Власти, однако, решили войны не затевать, и без боев они добивались своего легко и ловко. Президент — великий князь — назначил состав Собрания обновленной Академии, в список включил «адъютантов», Мясоедова и Лемоха: милейший Лемох, кроткий и смирный, принял назначение безропотно, несговорчивый Мясоедов поразился «отсутствию Ярошенки в списке» — «и по уму, и по характеру, и по стойкости принципов, а также и по своему значению как портретист» Ярошенко, конечно же, «не должен быть выключен из списка, обнимающего все и вся»; впрочем, и Мясоедов назначение принял. Он, Мясоедов, член-учредитель Товарищества, всю жизнь глубоко оскорблявшийся, если кто-нибудь не признавал в нем первого и единственного основателя Общества, удовлетворенно объяснял обновление Академии «влиянием бродильного грибка, который привит к искусству Товариществом», предполагал, что «надобность в существовании нашей группы, связанной общим интересом, не прошла», но в упорстве Ярошенко видел некоторую односторонность — Николай Александрович «старается что-то охранять, что давно испарилось».
Ярошенко стоит до последнего.
Мясоедов, правда, предпринимает некоторые шаги, чтобы выбрать упрямого Ярошенко в Академию: «Николаю Александровичу будет приятней быть избранным, чем назначенным». Но и острый умом Мясоедов не оценил старого товарища. Узнав о выдвижении, Ярошенко обратился в Совет Академии художеств с письмом:
«В списке кандидатов, намеченных для избрания в члены Академии, значусь между прочими и я… Во избежание хотя бы и маловероятной случайности, когда честь избрания могла бы пасть на меня, я считаю необходимым довести до сведения Совета Академии, что я ни в каком случае не могу принять на себя звание члена Академии и сопряженных с ним обязанностей, почему и прошу исключить меня из кандидатского списка».
Ярошенко стоит последний.
«Один-одинешенек, непоколебим и тверд остался — Ярошенко», — писал пристрастный Стасов. («Первым изменником и ренегатом, первой куриной слепотой был — Репин, вторым — Куинджи. Оба они мало-помалу совратили и товарищей. Ужасно, ужасно, ужасно! — говорится в отчаянном письме Стасова. — …Вся надежда — для новой породы передвижников — на молодежь, на юных москвичей…».)

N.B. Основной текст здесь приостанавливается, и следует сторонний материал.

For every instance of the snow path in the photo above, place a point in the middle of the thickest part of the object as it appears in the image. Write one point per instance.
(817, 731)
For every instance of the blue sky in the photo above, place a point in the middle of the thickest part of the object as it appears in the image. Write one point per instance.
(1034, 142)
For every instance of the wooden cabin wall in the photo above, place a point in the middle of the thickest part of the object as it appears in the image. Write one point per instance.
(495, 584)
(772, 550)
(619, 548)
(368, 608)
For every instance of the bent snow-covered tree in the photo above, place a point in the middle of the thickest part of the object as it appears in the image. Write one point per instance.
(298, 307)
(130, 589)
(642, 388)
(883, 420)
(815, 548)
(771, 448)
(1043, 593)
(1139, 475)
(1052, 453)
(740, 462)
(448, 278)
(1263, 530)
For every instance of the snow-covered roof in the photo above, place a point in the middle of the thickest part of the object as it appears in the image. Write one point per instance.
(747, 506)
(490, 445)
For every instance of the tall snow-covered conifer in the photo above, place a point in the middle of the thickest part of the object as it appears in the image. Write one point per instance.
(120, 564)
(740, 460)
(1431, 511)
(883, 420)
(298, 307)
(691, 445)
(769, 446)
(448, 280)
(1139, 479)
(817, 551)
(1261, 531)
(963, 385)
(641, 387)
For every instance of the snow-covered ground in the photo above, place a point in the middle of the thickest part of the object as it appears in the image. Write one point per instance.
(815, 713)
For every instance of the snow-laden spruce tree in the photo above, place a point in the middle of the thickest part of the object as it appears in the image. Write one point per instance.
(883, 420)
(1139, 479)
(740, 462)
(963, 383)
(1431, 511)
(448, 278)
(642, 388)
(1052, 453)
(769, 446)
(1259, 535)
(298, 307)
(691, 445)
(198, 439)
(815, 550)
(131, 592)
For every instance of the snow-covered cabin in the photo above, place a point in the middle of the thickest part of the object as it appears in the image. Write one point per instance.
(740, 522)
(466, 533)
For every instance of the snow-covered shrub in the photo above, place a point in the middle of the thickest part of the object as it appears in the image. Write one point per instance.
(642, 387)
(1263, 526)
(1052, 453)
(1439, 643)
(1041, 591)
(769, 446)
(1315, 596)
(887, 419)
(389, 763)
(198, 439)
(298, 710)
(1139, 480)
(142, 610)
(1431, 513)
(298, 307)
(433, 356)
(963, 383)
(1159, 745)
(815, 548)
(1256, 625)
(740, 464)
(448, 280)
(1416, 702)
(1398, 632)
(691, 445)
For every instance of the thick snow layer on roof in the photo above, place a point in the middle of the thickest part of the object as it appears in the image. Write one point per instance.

Молодой, по передвижническому счету, Нестеров писал в те же дни: «Передвижная почти брошена на произвол судьбы, там смуты, кажется, большие раздоры у всех с Ярошенко, единственным там из стариков честным и дельным человеком».
Старику Ярошенко еще нет пятидесяти, еще волосы не поседели — лишь чуть припорошены первым серебром, еще хватает силы взбираться по горным кручам, того лишь ради, чтобы увидеть, как нежно, едва приметно порозовели дальние снеговые вершины, чтобы первому встретить рассвет. Но болезнь точит его, и хуже болезни точат мучительные думы об истинной прочности здания, которое он строил всю жизнь, о прочности людей, строивших вместе с ним, о непонятном времени, убивающем прежнюю ясность задачи, о неизбежном одиночестве, когда стоишь до последнего. Болезнь напоминает ему о неотвратимом конце, но страшно умереть при жизни, покинутым отошедшими в сторону сверстниками и шагающими вперед молодыми. В горах его точат думы об оставленных скалистых крепостях, разрушенных врагами и временем, о былом, сохранившемся только в песнях. Но он не сдается мучительным мыслям, как не сдается болезни и не сдается обстоятельствам. Его убеждения непоколебимы, как крепость в горах — противник не может овладеть ею, она может только сдаться. Ярошенко не оставляет своей крепости ни под вражескими ядрами, ни глядя, как уходят из соседних крепостей гарнизоны, ни видя, как новые люди строят новые крепости, в которых собираются жить и сражаться после него.
Он пишет автопортрет, второй за свою жизнь. Первый «все впереди», исполнен надежды и веры. Во втором (и последнем) явственно подведение итогов: вера крепка, но надежд, пожалуй, уже немного, размышления глубоки и трудны, мучительная напряженность сильной мысли роднит автопортрет с портретом неизвестной в кресле. «Председатель остается, погруженный в глубокую задумчивость»…
Ему наперебой объясняли выгоды сотрудничества с Академией.